Perché l’invito a fare in fretta è stato fatto più volte, i dubbi sul rispetto della scadenza del 2030 già espressi (ma francamente era un rigore a porta vuota...), idem per le preoccupazioni su un accordo condiviso per la soluzione tecnica e il tracciato... Oggettivamente sulla vicenda del nuovo ponte dell’Adda c’è davvero poco da aggiungere visto che le cose stanno andando come peggio non potrebbero. Per carità, le difficoltà tecniche (e implicitamente politiche) della vicenda erano ben chiare a tutti fin dall’inizio, tranne forse a chi si era messo da subito a snocciolare date manco i numeri della tombola. Ma ora la situazione, già seria di suo, si è fatta semplicemente drammatica. Ed è un’altra certezza di questa storia.

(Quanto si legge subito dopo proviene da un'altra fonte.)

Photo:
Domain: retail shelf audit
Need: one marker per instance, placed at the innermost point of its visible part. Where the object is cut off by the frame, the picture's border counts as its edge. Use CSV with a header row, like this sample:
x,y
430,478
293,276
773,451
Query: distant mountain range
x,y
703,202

La seduta della V Commissione regionale ha chiarito quello che era ormai ben oltre l’evidenza: p er il 2030 il nuovo ponte non ci sarà, manco dipinto. Ora l’orizzonte è quello del 2034 con attaccata una sfilza di «se» abbastanza inquietante. Sullo sfondo, la domanda-chiave di questa vicenda, ovvero che succederà nel 2030 alla scadenza naturale del vetusto (risistemato in fretta e furia tra il 2018 e il 2020 davanti ai primi inquietanti scricchiolii) San Michele? Mirabile esempio di architettura, monumento di archeologia industriale, blablabla, ma sostanzialmente da buttare via tra pochi anni. E non lo diciamo noi, ma la relazione tecnica che ha accompagnato i lavori e la riapertura del manufatto. In tempi invero record, va detto, peccato che poi ci si sia un po’, come dire, inchiodati tra carte, vincoli, confronti eterni e rimbalzi di responsabilità.

La buttiamo lì, forse sarebbe stato meglio commissariare l’opera da subito, sic et simpliciter, perché dalla riapertura al traffico del San Michele sono passati più di 5 anni . E soprattutto nessuno sa ancora rispondere con ragionevole (ma anche approssimativa andrebbe bene...) certezza alla domanda di cui sopra: che succede tra 5 anni? Chi è il malcapitato che si piglia la responsabilità di autorizzare la proroga del tempo di vita della creatura ferrosa del Röthlisberger? Tanto iconica e inserita in un paesaggio lombardo come pochi, ma comunque costruita nel 1889, quindi vecchiotta.

Per lo straordinario scrittore David Foster Wallace «quando la realtà è sgradevole i realisti tendono a essere sgraditi», ma mai come in questo caso si deve analizzare la situazione guardandola dritta negli occhi. Le scadenze indicate in V Commissione sono assolutamente indicative (e sostanzialmente poco attendibili) perché condizionate da troppi fattori: progettuali, ambientali, economici (i 365 milioni ipotizzati nel 2023 vanno rivisti al rialzo) e politici. Inutile per esempio fare finta del fatto che una soluzione condivisa non c’è ancora, che un minimo abbozzo di accordo tra le parti ( le due sponde del fiume...) in campo nemmeno, e manco s’intravede all’orizzonte. E rischia di non essere trovata nemmeno dopo il concorso internazionale.

Per tutti questi motivi non c’è rassicurazione temporale che tenga e il quadro si fa mese dopo mese sempre più complesso e in prospettiva drammatico. Non vi sembri esagerato questo aggettivo perché qui c’è in gioco non solo il futuro di una delle parti più dinamiche e produttive della Bergamasca, ma anche semplicemente il diritto alla mobilità quotidiana di migliaia di pendolari che ogni giorno vanno e vengono dall’Isola alla Brianza e da qui al Milanese.

Cosa è successo nei due anni di apertura a singhiozzo durante i lavori di sistemazione del San Michele è ancora ben presente nella memoria di chi l’ha vissuto, pensare di ripeterlo anche solo in minima parte una volta passata la scadenza del 2030 è semplicemente inaccettabile. Come gli anni trascorsi finora, vanamente visti i risultati concreti. C’era solo una cosa da fare, correre senza sosta: non lo si è fatto. E quel ponte, invece di unire, rischia di dividere sempre di più.